By this time a player might notice the poor presentation of the game. The graphical quality is just not very good, and both environments and character models look lesser in quality than one might expect. There’s a lack of smoothing on edges around the world, causing a jaggy look to lots of assets. This game’s budget wasn’t the highest, so there were likely some limitations on what could be accomplished in the visuals department when looking at the relatively unique style of game this one tried to become. The voice acting is also really bad. At times it appears to be really offensively racist, especially for Asian characters. I couldn’t help but laugh at the mixture of bad voice work and cringey dialogue, and it made the experience memorably bad. Not a good look overall, though it might be funny to you if you choose to “experience” it.

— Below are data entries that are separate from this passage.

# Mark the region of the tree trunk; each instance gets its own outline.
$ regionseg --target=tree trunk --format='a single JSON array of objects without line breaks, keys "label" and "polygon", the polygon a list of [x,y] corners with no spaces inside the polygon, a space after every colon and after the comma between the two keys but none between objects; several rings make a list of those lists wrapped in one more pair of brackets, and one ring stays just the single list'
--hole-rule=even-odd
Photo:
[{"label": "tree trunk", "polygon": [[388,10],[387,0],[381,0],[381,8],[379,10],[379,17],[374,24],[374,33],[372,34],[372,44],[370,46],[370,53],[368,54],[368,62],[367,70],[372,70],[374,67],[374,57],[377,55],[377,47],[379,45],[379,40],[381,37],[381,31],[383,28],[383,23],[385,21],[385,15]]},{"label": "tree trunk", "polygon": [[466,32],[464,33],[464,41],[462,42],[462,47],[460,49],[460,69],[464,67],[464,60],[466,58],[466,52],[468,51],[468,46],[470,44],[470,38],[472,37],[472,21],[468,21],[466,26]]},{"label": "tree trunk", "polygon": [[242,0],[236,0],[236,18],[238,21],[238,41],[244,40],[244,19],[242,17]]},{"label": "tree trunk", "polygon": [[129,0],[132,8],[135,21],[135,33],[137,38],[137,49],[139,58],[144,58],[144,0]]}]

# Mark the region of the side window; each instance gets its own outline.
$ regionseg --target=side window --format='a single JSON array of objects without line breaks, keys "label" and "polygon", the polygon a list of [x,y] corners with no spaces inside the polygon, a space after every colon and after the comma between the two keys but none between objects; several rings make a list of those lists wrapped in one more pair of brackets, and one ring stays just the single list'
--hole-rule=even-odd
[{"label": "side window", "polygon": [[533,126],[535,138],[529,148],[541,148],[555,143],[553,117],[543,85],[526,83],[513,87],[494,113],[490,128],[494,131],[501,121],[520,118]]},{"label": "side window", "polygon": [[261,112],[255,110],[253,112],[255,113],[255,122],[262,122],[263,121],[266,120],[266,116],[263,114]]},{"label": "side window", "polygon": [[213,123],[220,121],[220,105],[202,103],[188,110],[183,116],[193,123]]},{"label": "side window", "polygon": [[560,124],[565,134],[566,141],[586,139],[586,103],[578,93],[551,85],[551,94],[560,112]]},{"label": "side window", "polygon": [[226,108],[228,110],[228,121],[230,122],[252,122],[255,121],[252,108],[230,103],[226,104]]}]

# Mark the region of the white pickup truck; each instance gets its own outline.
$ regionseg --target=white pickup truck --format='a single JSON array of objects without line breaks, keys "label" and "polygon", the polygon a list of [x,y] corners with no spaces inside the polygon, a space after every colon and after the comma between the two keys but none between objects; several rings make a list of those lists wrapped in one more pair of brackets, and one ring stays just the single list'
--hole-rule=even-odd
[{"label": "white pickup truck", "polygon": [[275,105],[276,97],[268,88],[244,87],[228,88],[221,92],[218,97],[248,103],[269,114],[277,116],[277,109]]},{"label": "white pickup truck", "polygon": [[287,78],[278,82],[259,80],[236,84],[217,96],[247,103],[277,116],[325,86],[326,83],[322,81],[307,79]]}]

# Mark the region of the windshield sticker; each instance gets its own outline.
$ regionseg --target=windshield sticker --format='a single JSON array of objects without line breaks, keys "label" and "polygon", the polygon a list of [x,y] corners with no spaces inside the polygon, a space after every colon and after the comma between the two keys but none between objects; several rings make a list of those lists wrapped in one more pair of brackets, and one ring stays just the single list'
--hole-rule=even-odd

While the creativity of the series was starting to show itself, it didn’t mean that the game wasn’t unfun or extremely punishing in difficulty. Stealth is super broken here, and enemies are able to see and hear just about anything. There are no clean angles, and you have to start abusing the AI and weird “stealth mode” in order to clear some guards from certain areas. Then, there are strangely placed objectives (that are randomized each time for some reason!) as well as a weird escort mission with a…well…escort. It’s just a really lame cycle that repeats itself each time you fail, and you see the strings of the game’s AI being pulled left and right. I’m not saying the game has to be “easy” to be a fun stealth game, but the game offers creative kills and then doesn’t allow them to go unnoticed. Really disappointing, and I quit without completing this mission.

Overall, “Hitman: Codename 47” was a very flawed start to the franchise. It had some awful presentation, poor controls, and an unrefined gameplay loop. It contains a bit of the heart and soul of the franchise and where its gameplay would end up going in future installments, but here it was too sloppy to continue playing through. I would Not Recommend trying this one out, especially since a future sequel includes some missions from the first game.